Permohonan tersebut untuk menggugat keabsahan tindakan penyitaan yang dilakukan penyidik komisi antirasuah. Permohonan praperadilan tersebut tercatat di Pengadilan Negeri Jakarta Selatan dengan nomor perkara 8/Pid.Pra/2026/PN JKT.SEL.  Dan, didaftarkan pada 23 Januari 2026. 

Berdasarkan Sistem Informasi Penelusuran Perkara (SIPP), sidang perdana dijadwalkan berlangsung pada 6 Februari 2026. Objek praperadilan yang diajukan berkaitan langsung dengan tindakan penyitaan yang dilakukan KPK setelah operasi tangkap tangan (OTT) pada Desember 2025. Hingga saat ini, pengadilan belum mempublikasikan isi petitum permohonan secara terbuka dalam sistem informasi perkara.
Menanggapi adanya permohonan praperadilan tersebut, Juru Bicara KPK Budi Prasetyo mengaku belum memperoleh informasi lengkap. “Kami cek dulu ya informasi ini,” kata Budi, Sabtu malam dihubungi apakabar.co.id.

Sita Mobil Pemda Toli-Toli


Dalam perkara ini, KPK sebelumnya menggeledah tiga lokasi yang berkaitan dengan Albertinus, yakni rumah dinas Kepala Kejaksaan Negeri Hulu Sungai Utara, Kantor Kejaksaan Negeri Hulu Sungai Utara, serta kediaman pribadinya di Jakarta Timur. Dari rangkaian penggeledahan tersebut, penyidik menyita dokumen, barang bukti elektronik, serta satu unit kendaraan roda empat yang ditemukan di rumah dinas Kajari HSU.

KPK menyatakan kendaraan yang disita tersebut tercatat sebagai aset milik Pemerintah Kabupaten Tolitoli, Sulawesi Tengah, dan diduga berkaitan dengan perkara yang sedang disidik. Sekadar tahu, Albertinus yang baru lima bulan menjabat di HSU pernah menjadi kepala jaksa di Toli-Toli.
“Penyidik mengamankan satu unit kendaraan roda empat dari rumah dinas Kajari Hulu Sungai Utara yang tercatat milik Pemerintah Kabupaten Tolitoli,” ujar Budi, Rabu (24/12).
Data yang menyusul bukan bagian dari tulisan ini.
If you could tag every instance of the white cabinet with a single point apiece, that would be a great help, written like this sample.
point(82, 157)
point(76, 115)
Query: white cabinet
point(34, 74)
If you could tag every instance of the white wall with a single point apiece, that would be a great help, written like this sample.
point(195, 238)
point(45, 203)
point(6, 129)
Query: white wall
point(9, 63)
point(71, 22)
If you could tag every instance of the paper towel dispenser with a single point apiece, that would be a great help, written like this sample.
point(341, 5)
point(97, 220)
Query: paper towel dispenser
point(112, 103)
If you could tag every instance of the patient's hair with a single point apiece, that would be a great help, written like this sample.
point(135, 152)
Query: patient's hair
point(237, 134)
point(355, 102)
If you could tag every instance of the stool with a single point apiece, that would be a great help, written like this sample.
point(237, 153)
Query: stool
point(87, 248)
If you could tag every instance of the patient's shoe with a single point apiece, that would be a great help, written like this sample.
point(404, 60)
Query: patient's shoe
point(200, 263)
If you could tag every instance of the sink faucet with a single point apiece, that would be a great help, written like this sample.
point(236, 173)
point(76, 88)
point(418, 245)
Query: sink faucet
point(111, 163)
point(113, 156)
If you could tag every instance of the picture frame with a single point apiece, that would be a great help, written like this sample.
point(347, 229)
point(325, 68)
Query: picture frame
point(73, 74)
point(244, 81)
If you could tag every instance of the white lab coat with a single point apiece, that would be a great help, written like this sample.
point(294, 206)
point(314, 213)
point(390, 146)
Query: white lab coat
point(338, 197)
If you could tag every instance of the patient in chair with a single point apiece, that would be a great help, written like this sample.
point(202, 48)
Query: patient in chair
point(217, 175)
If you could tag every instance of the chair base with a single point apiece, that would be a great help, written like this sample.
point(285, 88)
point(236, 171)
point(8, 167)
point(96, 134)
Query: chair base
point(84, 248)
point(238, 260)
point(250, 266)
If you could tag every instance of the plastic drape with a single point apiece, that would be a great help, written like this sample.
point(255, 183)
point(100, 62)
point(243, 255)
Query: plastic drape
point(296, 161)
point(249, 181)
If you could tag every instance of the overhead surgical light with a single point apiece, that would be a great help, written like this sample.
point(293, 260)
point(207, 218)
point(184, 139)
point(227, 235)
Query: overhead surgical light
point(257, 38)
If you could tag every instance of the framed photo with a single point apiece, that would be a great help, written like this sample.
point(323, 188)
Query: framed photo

Kasus ini bermula dari operasi tangkap tangan KPK pada 18 Desember 2025 di Kabupaten Hulu Sungai Utara. Sehari kemudian, KPK menetapkan tiga orang sebagai tersangka, yakni Albertinus Parlinggoman Napitupulu, Asis Budianto selaku Kepala Seksi Intelijen Kejari HSU, serta Tri Taruna Fariadi selaku Kepala Seksi Perdata dan Tata Usaha Negara.

Dalam konstruksi penyidikan, Albertinus diduga melakukan pemerasan terhadap sejumlah organisasi perangkat daerah (OPD). Modusnya, menakut-nakuti para kepala dinas dengan laporan LSM. Penyidik juga mendalami dugaan pemotongan anggaran internal kejaksaan serta aliran dana lain yang nilainya mencapai ratusan juta rupiah.

Atas dugaan tersebut, para tersangka dijerat dengan Pasal 12 huruf e dan f Undang-Undang Pemberantasan Tindak Pidana Korupsi juncto Pasal 55 ayat (1) dan Pasal 64 KUHP.